感染拡大でも続く政治家の宴会や会食、食い違うメッセージ… 尾身茂会長がリーダーたちに願うこと
新型コロナウイルスの感染拡大が続く中、政府の分科会は、感染拡大地域での忘年会や新年会の見送りを呼びかけている。そんな中で、複数の政治家が大人数で会食していたことが明らかとなっている。こうした政治家の言動に新型コロナ分科会長を務める尾身茂さんは、何を思うのか。そして政治家はどういうメッセージを出すべきか。尾身会長がBuzzFeed Newsの単独インタビューで語った。【BuzzFeed Japan / 千葉雄登】 【動画】 「これ以上感染が続くと…」尾身会長が今年最後に伝えたいメッセージ
「ここまでくると協力ベースだけでは難しい」
ーー飲食の場面に注意が必要であるとし、首都圏など感染拡大地域では忘年会や新年会を見送るよう提言しています。
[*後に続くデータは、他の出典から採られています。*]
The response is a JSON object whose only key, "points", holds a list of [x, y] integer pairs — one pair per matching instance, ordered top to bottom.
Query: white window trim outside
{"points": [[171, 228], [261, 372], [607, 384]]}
しかし、飲食店など事業者への経済的支援は十分だと言えるのでしょうか。政府の対応は後手後手に回っているようにも見えますが、どう見ていますか。 コロナ疲れと言えばいいのか、コロナ慣れと言えばいいのか、皆さん辟易としていますよね。以前に比べれば、協力が得られにくくなっていることは事実です。 そうした現実は、我々も、そして国も認めなくてはいけません。現実を直視しないままに、理想論で何かを言ってもダメですから。 事業者への経済的支援については、すでに国が取り組んでいるのも事実です。けれども、不十分であると感じている事業者も多くいると聞いています。 ここまでくると、協力ベースだけでは難しいという現実があります。 いくらお願いをしたところで、事業者はその事業を守らなくてはいけない。死活問題ですよ。ですから、感染防止対策に貢献したい気持ちがあっても、それだけをやれば明日から生活できなくなってしまう。 そのリアリティも、認めなくてはいけません。
国や自治体へお願いしたいこと
一方で、政府や自治体が一体感を持ったメッセージを出すことができていないという問題もあると思います。 人々にとっては、リーダーが何を言うのかということは非常に重要ですよね。8割もしくは9割は同じことを言っていたとしても、残り1割の部分で食い違うことを言っているとなると、受け取る側はその点が気になってしまう。 そうした部分にマスコミも関心を示すことが多い傾向があるかもしれません。 一部分でも食い違うメッセージを発信していると、国民のことをしっかりと考えているのか、我々も真剣にならなくても良いのではないかというイメージが広がってしまいます。 そうした傾向を防ぐ必要があります。我々が何回も自治体や政府に強いリーダーシップを発揮してくれるよう求めているのは、そのためです。 特措法はまだ改正されていませんが、「法改正をする意気込みで取り組むから、我々も汗をかいて、できる限りのことをやるから、どうか皆さん」と事業者へ強くメッセージを打ち出せば、また状況は変わってくるかもしれない。 ですから我々は、国や自治体のリーダーにお願いをしているのです。 国民のためのリーダー、都民・道民・県民・府民のためのリーダーですよね。 国民にこれだけ、努力をお願いするのなら…お互い立場の違いや意見の違いなどもあると思いますが、色々なことを乗り越えて、さらなるリーダーシップを発揮して欲しい。それが私の考えです。 そうしたリーダーシップを発揮してもらわなければ、一般市民の努力だけでどうにかすることは難しい。市民ひとりひとりが感染対策へ協力しやすくなるために、国や都道府県は環境づくりに取り組むべきです。